AI Needs Better Tests: Melanie Mitchell at NeurIPS
Key Takeaways from teh Interview with Melanie Mitchell on AI Evaluation & Insights from Psychology
Here’s a breakdown of the key points from the interview, focusing on what developmental and comparative psychologists can teach AI researchers:
1. the Need for Rigorous Experimental Methodology in AI:
* AI researchers, particularly those from computer science backgrounds, often lack formal training in experimental methodology.
* Evaluating AI systems requires robust experimentation,not just demonstrating successes.
2. Lessons from Developmental & Comparative Psychology:
* Dealing with Non-Verbal Agents: These fields are experts at probing cognition in beings who can’t verbally explain their reasoning (like animals and babies).This is directly applicable to AI, where understanding how a system arrives at a conclusion is crucial.
* Careful Control Experiments: Psychologists emphasize meticulously designed control experiments and variations in stimuli to ensure results are robust and not due to unintended cues.
* Focus on Failure Modes: Analyzing why a system fails can be more insightful than celebrating successes. Failures reveal underlying limitations and biases.
* Skepticism & Alternative Explanations: A core principle is to be skeptical of initial hypotheses - even your own – and actively seek alternative explanations for observed behavior.
3. Concrete Examples:
* Clever Hans the Horse: This classic case demonstrates the importance of controlling for unintended cues.
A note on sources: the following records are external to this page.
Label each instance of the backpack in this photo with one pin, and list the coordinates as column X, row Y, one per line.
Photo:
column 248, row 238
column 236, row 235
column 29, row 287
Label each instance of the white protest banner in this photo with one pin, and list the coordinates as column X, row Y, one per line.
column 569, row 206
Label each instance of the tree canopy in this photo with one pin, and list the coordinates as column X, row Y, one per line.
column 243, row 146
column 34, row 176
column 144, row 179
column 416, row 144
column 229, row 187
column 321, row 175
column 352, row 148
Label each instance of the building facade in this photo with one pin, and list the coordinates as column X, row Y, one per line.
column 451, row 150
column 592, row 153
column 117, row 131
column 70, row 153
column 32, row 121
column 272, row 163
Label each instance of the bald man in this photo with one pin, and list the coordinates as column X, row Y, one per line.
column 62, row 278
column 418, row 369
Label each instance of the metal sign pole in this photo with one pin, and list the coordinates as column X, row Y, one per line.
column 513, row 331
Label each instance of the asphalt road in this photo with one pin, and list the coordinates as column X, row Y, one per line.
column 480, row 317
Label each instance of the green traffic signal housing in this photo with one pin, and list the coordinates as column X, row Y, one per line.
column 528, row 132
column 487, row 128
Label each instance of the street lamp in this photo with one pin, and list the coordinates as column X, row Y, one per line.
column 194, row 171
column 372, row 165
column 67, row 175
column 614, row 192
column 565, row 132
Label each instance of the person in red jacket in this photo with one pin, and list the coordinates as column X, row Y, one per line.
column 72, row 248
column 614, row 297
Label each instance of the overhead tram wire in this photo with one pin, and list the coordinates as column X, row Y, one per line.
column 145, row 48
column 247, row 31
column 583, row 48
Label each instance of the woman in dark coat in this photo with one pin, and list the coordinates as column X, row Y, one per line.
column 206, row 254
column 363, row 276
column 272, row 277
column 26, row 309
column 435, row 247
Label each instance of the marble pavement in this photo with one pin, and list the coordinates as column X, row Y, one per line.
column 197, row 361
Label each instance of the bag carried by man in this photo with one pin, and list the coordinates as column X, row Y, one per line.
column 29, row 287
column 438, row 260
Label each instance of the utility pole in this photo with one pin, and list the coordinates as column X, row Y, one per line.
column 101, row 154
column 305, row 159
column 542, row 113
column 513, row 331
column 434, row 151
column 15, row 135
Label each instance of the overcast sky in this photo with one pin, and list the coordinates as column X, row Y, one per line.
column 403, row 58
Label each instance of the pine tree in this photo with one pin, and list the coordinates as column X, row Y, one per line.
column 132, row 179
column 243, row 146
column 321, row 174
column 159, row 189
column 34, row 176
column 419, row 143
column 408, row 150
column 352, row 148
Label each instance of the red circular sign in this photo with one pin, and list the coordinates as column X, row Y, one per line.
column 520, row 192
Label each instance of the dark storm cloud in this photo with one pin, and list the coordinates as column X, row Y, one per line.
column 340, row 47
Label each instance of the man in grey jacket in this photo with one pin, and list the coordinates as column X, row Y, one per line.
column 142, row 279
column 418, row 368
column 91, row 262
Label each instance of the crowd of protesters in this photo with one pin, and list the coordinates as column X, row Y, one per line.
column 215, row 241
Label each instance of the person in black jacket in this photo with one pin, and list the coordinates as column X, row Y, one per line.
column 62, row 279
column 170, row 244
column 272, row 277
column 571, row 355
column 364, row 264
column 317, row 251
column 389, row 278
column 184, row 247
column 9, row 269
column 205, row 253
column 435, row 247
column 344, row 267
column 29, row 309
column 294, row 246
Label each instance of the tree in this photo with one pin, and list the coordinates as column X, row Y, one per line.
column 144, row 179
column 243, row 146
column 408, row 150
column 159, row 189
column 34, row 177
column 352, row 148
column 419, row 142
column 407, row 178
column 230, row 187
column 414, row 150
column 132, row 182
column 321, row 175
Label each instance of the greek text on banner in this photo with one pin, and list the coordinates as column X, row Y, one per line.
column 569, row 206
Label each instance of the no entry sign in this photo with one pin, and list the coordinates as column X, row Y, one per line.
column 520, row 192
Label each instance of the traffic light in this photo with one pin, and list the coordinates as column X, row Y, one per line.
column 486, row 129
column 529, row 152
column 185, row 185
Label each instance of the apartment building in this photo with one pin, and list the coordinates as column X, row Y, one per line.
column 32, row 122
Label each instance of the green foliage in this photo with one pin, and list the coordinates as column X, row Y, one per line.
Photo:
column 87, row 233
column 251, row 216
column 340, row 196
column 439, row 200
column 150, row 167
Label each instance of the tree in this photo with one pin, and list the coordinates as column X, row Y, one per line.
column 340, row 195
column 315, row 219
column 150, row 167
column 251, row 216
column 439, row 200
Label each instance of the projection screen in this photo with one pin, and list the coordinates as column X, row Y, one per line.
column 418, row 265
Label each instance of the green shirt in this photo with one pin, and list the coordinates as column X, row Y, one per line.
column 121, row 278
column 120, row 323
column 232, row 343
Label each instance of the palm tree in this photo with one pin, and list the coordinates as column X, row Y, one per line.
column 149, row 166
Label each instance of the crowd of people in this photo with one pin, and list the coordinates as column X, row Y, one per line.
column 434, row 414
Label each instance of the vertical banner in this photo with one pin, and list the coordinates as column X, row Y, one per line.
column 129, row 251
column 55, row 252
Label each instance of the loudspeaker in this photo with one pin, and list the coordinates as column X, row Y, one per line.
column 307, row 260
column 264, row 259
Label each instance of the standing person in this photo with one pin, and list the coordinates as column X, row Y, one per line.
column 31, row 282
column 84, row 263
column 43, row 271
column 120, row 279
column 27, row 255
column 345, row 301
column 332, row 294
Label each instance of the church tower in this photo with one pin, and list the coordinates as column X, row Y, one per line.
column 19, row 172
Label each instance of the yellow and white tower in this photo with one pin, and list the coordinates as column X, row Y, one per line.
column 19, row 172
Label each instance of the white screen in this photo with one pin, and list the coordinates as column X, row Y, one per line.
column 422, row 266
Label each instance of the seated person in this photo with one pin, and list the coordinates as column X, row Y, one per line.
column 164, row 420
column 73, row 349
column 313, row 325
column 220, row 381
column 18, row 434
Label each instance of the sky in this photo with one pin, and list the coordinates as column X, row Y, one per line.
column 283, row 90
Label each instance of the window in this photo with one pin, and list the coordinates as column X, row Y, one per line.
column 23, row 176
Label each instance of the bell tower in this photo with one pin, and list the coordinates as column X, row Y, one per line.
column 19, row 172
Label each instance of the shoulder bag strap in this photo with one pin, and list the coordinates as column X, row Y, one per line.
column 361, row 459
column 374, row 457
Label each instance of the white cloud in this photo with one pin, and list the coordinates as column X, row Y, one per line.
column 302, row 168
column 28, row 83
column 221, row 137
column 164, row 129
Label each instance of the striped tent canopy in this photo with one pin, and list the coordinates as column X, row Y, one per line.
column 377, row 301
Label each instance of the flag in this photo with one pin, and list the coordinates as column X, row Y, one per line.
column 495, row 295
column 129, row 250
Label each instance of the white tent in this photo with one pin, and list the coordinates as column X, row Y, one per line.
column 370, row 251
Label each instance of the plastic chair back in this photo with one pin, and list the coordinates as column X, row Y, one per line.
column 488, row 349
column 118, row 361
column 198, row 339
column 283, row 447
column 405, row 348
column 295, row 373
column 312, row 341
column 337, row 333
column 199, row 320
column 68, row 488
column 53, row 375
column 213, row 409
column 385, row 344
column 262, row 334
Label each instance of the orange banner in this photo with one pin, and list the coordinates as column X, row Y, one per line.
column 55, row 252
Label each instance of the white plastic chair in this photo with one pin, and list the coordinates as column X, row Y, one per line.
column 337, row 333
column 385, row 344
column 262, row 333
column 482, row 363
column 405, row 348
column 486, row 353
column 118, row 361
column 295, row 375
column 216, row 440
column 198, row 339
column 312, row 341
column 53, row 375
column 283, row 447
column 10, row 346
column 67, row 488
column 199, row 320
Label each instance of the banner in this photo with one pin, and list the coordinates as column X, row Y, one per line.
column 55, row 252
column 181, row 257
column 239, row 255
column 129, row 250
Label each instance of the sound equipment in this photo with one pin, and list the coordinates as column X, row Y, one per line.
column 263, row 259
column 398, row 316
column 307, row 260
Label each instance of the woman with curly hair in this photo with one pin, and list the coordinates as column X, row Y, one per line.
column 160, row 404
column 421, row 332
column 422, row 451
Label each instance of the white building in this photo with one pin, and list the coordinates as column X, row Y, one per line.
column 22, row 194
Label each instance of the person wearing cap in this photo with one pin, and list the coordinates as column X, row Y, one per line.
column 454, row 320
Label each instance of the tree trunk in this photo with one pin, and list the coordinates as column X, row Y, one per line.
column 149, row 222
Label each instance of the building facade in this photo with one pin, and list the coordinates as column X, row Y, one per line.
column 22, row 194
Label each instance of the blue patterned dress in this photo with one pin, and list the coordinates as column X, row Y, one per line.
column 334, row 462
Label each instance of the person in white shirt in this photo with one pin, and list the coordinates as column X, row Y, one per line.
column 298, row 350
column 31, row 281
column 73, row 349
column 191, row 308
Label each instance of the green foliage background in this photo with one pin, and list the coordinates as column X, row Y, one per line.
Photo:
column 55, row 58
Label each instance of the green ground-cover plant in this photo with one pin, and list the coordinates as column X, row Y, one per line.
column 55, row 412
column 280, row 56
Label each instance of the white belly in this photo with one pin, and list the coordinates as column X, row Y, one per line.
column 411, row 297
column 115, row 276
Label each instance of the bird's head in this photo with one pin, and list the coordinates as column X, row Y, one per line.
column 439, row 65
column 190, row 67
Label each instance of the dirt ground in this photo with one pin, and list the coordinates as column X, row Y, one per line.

The horse wasn’t doing arithmetic; it was reading subtle facial expressions from the questioner. This highlights the need to rule out simpler explanations before attributing complex cognitive abilities.
* Babies & Moral Sense: Initial research suggested babies have an innate preference for “helpers” over “hinders.” However, further examination revealed the videos themselves contained cues (e.g., movement patterns) that influenced the babies’ preferences, not a genuine moral judgment. This illustrates the importance of carefully scrutinizing the stimuli used in experiments.
In essence, the interview argues that AI researchers need to adopt a more critical and experimentally rigorous approach to evaluation, drawing on the well-established methodologies of psychology to avoid misinterpreting AI behavior and making unwarranted claims about intelligence.